A first coronavirus antibody test could be approved by Public Health England (PHE) this week, with hundreds of thousands available each week if officials give the green light.
Government scientists are currently evaluating the accuracy of a test made by Roche, which was cleared for use by the US Food and Drug Administration on Saturday.
They are expected to report their findings by the end of the week, the Swiss manufacturer said last night.
Designed to detect whether a person has previously contracted Covid-19, and therefore whether they are likely to be immune from further infection, the technology is considered vital to lifting the lockdown safely.
It could enable family members with a positive result to interact with vulnerable older relatives confident that they are not placing them at risk.

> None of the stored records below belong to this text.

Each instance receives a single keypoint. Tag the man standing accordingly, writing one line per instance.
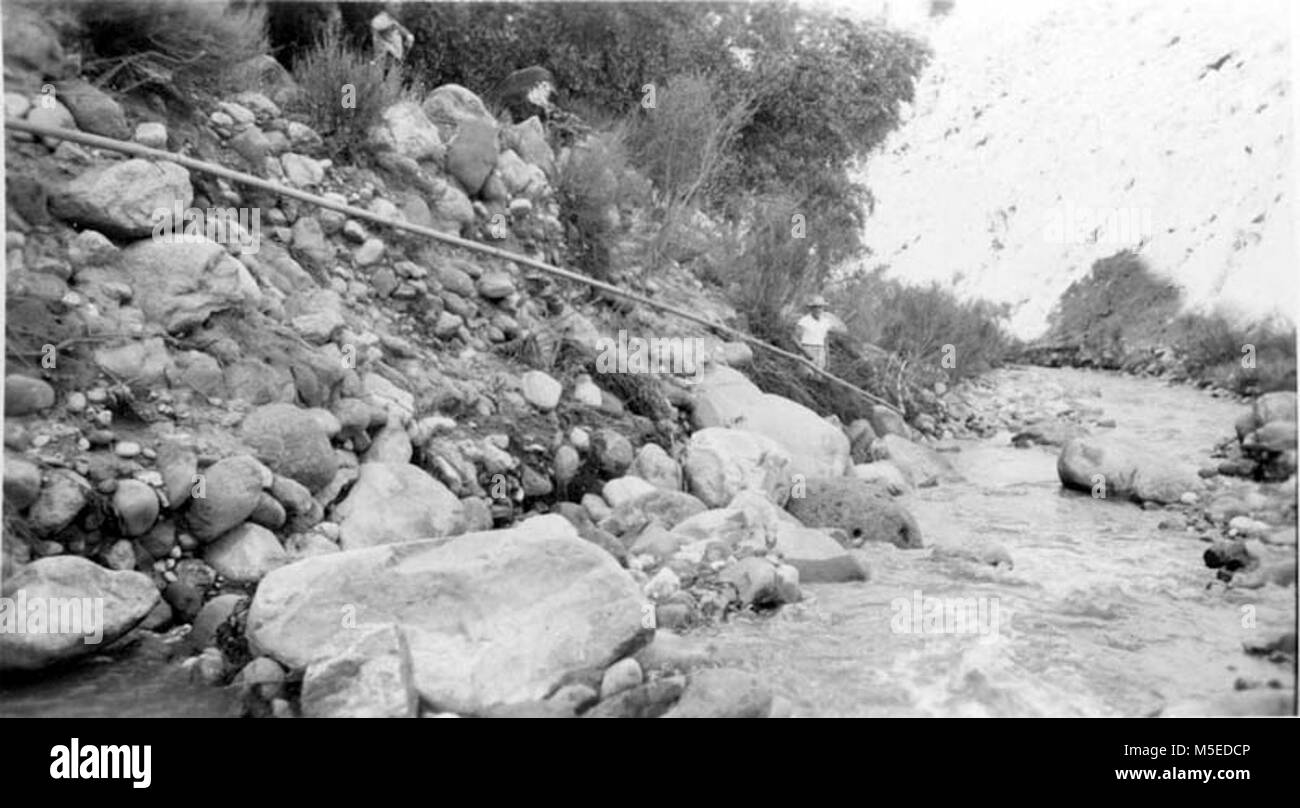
(390, 39)
(813, 328)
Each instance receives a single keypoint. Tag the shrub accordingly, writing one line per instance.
(343, 92)
(683, 143)
(169, 46)
(1247, 360)
(926, 324)
(593, 181)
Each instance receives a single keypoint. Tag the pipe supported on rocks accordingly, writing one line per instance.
(265, 185)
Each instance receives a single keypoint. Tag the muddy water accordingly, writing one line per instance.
(1103, 615)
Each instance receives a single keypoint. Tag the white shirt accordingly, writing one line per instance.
(813, 330)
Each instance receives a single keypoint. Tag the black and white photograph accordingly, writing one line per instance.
(784, 359)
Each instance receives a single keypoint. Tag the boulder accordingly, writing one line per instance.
(1113, 469)
(450, 105)
(100, 606)
(371, 678)
(180, 285)
(726, 398)
(1273, 407)
(884, 474)
(762, 583)
(135, 505)
(25, 395)
(921, 465)
(291, 442)
(541, 390)
(408, 131)
(61, 499)
(246, 554)
(394, 503)
(624, 490)
(226, 494)
(719, 463)
(528, 140)
(472, 153)
(885, 421)
(663, 508)
(124, 198)
(92, 109)
(863, 512)
(655, 467)
(21, 482)
(527, 92)
(493, 617)
(723, 693)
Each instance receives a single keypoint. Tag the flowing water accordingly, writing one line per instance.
(1103, 615)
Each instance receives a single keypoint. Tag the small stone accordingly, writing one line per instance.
(541, 390)
(25, 395)
(620, 676)
(128, 448)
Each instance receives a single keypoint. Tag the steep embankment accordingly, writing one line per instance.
(1049, 135)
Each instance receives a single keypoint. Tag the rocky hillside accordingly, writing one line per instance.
(1049, 135)
(233, 434)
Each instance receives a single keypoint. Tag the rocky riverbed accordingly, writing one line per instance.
(337, 470)
(1084, 606)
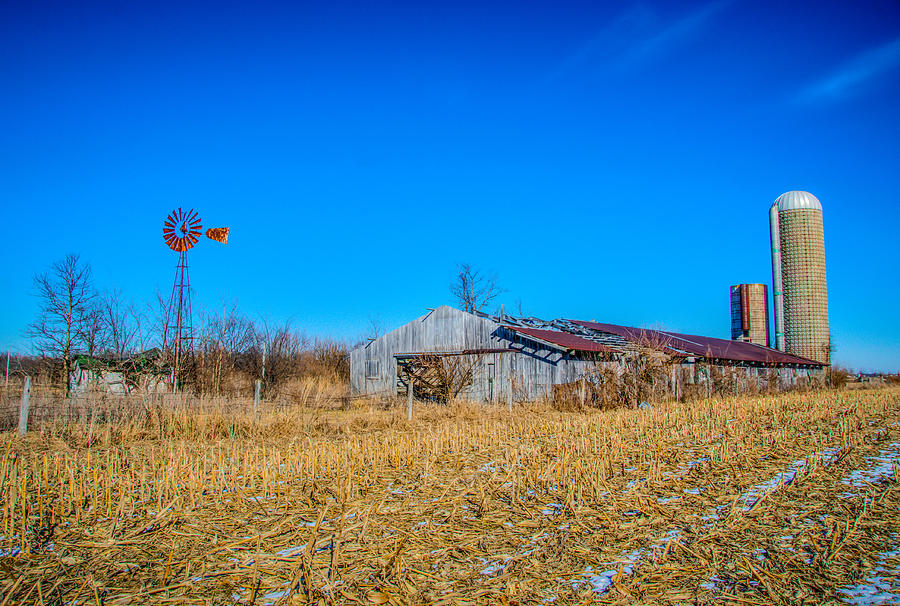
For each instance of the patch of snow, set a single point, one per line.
(878, 468)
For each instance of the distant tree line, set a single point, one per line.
(229, 349)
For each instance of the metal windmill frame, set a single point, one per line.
(181, 231)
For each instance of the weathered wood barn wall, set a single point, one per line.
(511, 365)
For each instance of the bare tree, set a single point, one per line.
(65, 294)
(472, 289)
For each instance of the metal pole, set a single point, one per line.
(409, 397)
(257, 386)
(23, 406)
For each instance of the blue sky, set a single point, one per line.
(607, 161)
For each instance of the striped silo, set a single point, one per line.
(750, 313)
(798, 270)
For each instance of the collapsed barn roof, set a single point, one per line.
(598, 337)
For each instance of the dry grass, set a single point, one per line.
(200, 503)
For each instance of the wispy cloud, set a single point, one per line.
(852, 77)
(635, 37)
(672, 34)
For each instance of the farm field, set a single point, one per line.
(786, 499)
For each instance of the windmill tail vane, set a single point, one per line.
(219, 234)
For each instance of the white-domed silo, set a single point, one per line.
(798, 270)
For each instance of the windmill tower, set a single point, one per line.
(181, 231)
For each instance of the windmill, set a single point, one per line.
(181, 231)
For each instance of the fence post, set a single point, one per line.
(257, 386)
(23, 406)
(409, 397)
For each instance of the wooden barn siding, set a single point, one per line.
(525, 375)
(443, 329)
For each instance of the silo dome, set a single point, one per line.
(796, 200)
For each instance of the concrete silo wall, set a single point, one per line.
(805, 293)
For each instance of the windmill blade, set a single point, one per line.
(219, 234)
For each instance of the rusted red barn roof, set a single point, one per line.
(561, 339)
(695, 345)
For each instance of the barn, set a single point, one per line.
(452, 353)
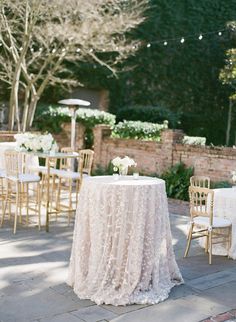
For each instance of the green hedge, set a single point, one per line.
(138, 130)
(177, 180)
(153, 114)
(50, 118)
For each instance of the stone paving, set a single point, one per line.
(33, 273)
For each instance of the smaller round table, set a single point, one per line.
(122, 247)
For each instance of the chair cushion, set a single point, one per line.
(217, 222)
(25, 177)
(65, 174)
(40, 168)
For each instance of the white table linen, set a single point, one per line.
(30, 159)
(225, 207)
(122, 246)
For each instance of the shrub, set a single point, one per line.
(177, 180)
(154, 114)
(220, 184)
(138, 130)
(50, 118)
(194, 140)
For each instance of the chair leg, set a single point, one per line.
(17, 206)
(20, 197)
(27, 204)
(207, 244)
(70, 200)
(210, 246)
(58, 198)
(39, 205)
(76, 193)
(189, 240)
(229, 240)
(5, 205)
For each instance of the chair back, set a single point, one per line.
(200, 181)
(201, 202)
(66, 163)
(14, 163)
(86, 161)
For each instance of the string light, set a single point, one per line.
(183, 39)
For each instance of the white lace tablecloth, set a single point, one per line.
(122, 247)
(30, 159)
(225, 207)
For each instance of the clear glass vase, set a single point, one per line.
(123, 171)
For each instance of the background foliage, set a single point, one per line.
(180, 77)
(177, 180)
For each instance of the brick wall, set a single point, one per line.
(156, 157)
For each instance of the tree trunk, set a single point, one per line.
(26, 109)
(229, 123)
(14, 103)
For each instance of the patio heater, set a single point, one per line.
(73, 105)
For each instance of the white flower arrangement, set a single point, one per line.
(233, 176)
(194, 140)
(122, 164)
(35, 142)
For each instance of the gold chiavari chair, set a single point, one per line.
(17, 190)
(66, 178)
(204, 224)
(200, 181)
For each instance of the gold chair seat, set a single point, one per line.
(217, 222)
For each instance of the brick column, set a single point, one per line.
(168, 139)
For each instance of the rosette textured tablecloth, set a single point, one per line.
(122, 248)
(31, 160)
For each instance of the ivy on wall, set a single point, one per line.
(182, 77)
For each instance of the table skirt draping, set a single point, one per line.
(31, 160)
(122, 246)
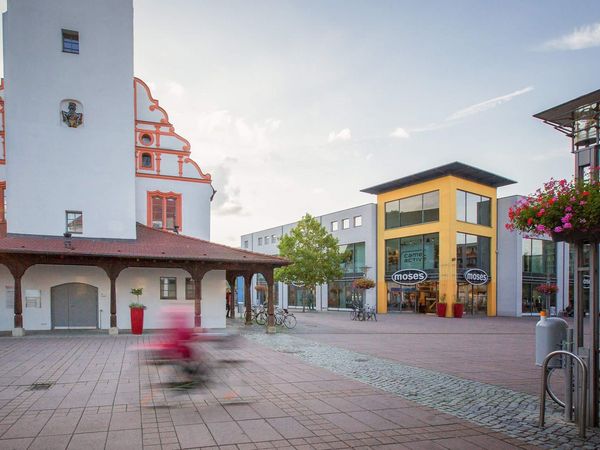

Some experts have also suggested it could be allied to an immunity passporting system, whereby people able to prove they have previously fought off the virus would be granted greater freedoms under a partial lifting of restrictions.
The new Roche test is one of a handful from reputable producers that have secured a European Union CE marking – denoting conformity with health and safety standards – in recent days.
These include Abbott Laboratories, an American producer which has also secured emergency FDA approval, and Quotient, a UK firm, which says it could process 36,000 tests a day.
Together, they raise the prospect of widespread access to antibody testing this month, an ambition endorsed on Sunday by Professor John Newton, the national testing coordinator.
“There has been a lot of work in antibody testing. We are optimistic that we will have a good antibody test when we need it,” he told the BBC.